The Pentagon has also established the Army-led Joint Counter Small Unmanned Aircraft Systems Officer or JCO, to formalize the industry and technology into a single command and control system, reported Defence News.
In addition, plans are afoot to host two test demonstrations to evaluate the existing and future technologies, which may provide the JCO to choose the “best-of- breed” options to develop a far-reaching solution to the increasing threat of drones.
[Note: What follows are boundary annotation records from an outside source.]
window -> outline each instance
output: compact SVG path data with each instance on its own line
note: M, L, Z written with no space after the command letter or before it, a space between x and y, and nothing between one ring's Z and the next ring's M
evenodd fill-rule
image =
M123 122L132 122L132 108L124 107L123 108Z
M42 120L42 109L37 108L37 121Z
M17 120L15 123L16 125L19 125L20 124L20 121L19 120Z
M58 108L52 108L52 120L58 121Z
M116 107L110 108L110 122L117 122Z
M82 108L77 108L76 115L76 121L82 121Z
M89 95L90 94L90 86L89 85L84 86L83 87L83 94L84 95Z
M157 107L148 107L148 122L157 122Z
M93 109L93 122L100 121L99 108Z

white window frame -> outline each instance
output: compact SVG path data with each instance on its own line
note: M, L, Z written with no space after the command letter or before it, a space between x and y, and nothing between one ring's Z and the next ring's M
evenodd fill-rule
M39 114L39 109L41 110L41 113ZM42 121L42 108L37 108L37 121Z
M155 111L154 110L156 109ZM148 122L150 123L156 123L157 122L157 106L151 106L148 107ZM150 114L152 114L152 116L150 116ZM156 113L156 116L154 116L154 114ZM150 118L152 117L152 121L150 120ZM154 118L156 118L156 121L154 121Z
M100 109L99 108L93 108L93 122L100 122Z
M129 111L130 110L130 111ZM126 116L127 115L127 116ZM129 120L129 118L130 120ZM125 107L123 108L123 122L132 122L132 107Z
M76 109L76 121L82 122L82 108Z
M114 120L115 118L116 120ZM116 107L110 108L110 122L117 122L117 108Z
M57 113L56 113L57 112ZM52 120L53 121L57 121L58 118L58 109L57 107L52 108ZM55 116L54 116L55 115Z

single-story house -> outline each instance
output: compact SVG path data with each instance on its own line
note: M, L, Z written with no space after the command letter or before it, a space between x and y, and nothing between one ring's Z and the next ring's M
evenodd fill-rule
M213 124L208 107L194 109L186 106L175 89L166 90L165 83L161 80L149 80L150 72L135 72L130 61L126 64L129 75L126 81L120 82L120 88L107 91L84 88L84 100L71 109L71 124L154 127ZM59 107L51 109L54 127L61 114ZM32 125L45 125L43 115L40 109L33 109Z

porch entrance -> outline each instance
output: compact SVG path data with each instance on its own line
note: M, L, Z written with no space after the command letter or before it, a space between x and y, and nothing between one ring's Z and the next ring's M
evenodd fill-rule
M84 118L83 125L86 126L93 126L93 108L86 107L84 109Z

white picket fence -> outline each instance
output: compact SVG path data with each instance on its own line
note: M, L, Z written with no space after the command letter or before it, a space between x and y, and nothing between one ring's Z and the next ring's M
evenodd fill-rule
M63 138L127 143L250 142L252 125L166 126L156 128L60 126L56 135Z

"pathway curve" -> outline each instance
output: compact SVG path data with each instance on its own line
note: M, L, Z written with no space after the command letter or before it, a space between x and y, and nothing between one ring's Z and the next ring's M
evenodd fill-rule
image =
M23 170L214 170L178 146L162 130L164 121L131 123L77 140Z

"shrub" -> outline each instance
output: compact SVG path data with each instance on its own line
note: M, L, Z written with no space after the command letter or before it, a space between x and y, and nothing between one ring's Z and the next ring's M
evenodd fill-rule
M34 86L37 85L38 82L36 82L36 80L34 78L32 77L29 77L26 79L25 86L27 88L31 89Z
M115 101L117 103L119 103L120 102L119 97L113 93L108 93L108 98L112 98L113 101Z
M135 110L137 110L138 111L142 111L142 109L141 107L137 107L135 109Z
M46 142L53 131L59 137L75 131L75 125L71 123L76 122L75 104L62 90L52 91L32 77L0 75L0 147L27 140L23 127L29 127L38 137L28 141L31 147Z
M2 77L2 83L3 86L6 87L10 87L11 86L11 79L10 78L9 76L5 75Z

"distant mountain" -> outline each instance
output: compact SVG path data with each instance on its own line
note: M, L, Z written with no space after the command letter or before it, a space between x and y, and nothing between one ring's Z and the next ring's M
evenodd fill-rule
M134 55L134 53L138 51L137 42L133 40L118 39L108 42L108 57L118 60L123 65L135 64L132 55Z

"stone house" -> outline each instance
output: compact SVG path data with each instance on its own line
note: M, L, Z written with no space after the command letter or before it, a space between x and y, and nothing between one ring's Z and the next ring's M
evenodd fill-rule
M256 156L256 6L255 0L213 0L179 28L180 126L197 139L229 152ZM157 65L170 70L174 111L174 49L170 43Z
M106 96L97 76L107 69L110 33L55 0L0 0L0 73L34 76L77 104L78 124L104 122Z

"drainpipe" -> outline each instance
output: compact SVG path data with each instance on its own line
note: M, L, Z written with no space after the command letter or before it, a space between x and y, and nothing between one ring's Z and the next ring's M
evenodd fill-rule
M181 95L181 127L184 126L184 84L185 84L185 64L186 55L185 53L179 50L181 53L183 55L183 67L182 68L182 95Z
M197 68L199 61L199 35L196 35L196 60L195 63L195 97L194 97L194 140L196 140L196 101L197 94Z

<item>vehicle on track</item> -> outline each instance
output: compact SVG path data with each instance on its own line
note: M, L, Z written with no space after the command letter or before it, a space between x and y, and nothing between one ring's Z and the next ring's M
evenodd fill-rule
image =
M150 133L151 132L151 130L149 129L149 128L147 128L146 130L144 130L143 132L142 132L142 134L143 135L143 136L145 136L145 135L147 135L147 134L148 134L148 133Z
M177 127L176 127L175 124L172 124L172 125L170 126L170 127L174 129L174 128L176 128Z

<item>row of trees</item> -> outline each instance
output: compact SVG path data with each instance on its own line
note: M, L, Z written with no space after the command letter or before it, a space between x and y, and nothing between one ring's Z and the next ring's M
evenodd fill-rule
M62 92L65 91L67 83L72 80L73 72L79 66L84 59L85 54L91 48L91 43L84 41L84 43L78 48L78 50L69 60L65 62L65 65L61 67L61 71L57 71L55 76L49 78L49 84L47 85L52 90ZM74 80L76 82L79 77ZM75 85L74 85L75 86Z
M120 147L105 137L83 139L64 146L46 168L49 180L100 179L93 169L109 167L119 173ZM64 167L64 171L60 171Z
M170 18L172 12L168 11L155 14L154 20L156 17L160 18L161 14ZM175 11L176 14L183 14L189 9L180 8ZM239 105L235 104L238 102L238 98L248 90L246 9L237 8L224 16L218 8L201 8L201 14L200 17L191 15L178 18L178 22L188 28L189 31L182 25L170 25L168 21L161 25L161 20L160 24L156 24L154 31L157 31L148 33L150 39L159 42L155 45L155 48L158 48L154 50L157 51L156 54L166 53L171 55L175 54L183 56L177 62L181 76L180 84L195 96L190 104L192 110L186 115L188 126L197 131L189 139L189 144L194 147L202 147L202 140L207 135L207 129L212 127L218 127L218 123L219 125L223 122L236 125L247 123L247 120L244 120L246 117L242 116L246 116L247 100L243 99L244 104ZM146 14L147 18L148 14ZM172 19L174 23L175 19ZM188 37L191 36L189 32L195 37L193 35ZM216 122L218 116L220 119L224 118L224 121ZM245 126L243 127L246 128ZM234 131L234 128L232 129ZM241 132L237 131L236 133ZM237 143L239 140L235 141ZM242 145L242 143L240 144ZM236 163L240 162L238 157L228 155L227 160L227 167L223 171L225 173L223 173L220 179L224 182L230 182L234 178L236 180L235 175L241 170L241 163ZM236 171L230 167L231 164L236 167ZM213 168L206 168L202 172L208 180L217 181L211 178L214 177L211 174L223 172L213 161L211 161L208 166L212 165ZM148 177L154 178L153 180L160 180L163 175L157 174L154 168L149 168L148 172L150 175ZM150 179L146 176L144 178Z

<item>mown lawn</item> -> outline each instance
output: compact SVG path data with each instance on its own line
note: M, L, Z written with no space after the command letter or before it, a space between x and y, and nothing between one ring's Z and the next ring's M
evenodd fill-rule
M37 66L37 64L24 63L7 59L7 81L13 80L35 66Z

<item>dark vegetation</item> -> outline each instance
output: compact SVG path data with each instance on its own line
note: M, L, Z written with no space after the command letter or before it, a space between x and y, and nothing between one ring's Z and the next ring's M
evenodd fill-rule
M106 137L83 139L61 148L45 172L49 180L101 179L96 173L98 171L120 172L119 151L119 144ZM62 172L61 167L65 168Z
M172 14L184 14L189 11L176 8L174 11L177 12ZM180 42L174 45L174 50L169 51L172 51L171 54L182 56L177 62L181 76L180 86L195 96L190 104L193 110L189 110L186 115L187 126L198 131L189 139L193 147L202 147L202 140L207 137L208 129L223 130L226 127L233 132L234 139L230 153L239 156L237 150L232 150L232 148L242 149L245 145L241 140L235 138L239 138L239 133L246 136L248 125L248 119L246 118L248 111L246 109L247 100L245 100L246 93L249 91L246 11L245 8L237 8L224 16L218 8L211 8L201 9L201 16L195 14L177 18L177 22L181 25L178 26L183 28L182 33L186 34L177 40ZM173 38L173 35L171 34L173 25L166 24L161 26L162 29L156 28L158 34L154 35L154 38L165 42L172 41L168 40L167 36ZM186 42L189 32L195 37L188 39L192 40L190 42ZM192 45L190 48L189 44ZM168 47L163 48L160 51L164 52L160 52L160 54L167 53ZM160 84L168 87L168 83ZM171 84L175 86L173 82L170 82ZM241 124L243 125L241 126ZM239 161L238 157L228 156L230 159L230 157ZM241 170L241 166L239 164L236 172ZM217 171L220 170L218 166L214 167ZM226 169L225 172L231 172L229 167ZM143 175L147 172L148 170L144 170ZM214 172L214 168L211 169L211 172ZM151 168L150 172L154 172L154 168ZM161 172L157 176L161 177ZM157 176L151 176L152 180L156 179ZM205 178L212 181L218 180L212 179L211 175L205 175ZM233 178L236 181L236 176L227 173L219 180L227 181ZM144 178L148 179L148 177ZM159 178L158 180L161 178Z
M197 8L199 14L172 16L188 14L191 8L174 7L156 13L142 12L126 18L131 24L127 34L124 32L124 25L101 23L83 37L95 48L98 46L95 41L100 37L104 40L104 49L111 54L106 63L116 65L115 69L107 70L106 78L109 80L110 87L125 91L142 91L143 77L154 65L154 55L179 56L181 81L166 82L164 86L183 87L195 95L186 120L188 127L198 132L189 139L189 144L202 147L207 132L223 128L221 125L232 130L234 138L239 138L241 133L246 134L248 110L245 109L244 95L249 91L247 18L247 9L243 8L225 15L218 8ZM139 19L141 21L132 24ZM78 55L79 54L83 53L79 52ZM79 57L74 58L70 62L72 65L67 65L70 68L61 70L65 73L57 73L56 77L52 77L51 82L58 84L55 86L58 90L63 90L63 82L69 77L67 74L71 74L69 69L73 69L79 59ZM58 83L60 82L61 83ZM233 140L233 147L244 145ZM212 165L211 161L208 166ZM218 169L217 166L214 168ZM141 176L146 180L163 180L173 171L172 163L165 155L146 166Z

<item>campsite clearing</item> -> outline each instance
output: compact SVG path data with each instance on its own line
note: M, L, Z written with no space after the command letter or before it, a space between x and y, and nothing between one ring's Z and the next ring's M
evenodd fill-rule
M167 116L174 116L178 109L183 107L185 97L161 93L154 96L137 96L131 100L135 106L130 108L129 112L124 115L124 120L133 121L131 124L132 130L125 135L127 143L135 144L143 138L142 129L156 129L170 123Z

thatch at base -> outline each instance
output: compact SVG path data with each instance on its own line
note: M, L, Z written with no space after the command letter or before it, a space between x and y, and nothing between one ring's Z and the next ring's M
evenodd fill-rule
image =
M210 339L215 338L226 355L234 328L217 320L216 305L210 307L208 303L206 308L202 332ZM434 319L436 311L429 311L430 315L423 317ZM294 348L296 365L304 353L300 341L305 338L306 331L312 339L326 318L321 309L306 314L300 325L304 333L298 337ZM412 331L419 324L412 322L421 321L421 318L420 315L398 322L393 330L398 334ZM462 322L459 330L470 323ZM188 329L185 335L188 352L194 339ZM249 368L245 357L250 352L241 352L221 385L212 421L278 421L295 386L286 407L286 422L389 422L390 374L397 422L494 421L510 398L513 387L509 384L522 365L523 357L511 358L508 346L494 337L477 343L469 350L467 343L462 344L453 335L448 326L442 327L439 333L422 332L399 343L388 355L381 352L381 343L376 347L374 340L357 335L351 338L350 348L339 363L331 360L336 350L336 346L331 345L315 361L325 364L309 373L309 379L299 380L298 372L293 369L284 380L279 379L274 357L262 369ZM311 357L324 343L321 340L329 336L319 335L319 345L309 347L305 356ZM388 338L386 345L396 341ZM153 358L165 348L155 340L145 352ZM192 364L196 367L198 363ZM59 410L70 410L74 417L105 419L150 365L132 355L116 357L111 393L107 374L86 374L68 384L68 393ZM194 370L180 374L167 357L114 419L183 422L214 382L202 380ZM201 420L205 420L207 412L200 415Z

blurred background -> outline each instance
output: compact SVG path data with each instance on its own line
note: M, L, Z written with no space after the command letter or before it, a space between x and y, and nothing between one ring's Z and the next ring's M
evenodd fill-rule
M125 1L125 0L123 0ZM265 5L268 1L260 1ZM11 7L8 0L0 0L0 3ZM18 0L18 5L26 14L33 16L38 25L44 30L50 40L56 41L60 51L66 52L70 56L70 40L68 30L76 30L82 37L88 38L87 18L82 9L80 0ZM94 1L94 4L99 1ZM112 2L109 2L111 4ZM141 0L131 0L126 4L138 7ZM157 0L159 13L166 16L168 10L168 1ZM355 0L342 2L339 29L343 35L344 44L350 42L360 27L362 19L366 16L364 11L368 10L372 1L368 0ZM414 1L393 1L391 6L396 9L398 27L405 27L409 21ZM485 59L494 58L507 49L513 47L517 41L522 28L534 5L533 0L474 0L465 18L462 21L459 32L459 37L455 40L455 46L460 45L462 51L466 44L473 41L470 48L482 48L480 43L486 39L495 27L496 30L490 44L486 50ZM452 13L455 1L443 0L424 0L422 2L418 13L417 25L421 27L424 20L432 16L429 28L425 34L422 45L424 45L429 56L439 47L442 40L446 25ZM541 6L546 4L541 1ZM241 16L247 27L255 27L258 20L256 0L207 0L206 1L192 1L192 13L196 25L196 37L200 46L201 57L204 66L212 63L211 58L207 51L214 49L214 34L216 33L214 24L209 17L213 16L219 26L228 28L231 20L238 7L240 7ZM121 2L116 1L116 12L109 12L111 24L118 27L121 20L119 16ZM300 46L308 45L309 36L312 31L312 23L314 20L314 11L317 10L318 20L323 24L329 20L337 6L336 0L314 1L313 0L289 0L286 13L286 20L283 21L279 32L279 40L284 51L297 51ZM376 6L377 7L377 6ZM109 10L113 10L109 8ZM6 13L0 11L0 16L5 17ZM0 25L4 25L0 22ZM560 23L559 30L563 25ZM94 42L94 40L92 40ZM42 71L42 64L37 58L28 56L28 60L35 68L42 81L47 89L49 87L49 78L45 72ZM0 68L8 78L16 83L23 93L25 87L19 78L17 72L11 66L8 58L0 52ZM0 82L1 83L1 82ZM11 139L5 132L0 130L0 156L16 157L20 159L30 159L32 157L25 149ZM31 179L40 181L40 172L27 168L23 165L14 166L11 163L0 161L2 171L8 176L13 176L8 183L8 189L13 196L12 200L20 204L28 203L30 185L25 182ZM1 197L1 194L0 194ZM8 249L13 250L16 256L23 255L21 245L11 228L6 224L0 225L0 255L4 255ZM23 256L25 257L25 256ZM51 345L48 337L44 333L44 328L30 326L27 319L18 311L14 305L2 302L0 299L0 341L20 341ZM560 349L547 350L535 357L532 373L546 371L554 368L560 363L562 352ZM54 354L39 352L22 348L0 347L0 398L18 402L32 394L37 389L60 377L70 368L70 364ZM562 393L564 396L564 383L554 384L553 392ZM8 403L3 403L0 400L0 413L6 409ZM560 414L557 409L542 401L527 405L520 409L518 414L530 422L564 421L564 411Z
The JCO director, Maj. Gen. Sean Gainey stated, that the test demonstrations will provide the industry with the chance to “bring all of its low-collateral effectors to the range, and the team will choose the best systems from the demonstration to move forward with a joint solution”.
The Russian Anti-Drone Systems
Last year, Defence News reported that Russia was developing a helicopter drone to counter hostile UAVs. The Russian news agency RIA Novosti was told by the Russian military-defense complex that the new drone would “track down small and low-speed enemy drones at low and extremely low altitudes”.
Russia is also developing a new attack helicopter drone, according to reports from a Russian government publication, Rossiyskaya Gazeta. The drone reportedly weighs around 2.5 to 3 tons and has a range of 20-30 kilometers.
Along with the helicopter drones, it seems Russia also came up with a non-destructive way of catching UAVs, as reported by The Eurasian Times. A part of Russian Rostec Corporation, the Vega Company of Ruselectronics Group, developed the interceptor drone. The company is reportedly looking to patent the drone, which is equipped with a special net to capture its targets, the Russian News agency TASS had reported.
The Interceptor drone comprises a “body frame with at least two engines with variable angles of rotation placed along its perimeter”. Its aerodynamic structure also contains a catching net, which is completely integrated into the main body frame’s hollow space, the report stated.
Experts are of the opinion that interceptor drones may reduce the chances of destruction and debris, making them suitable for operation in crowded areas.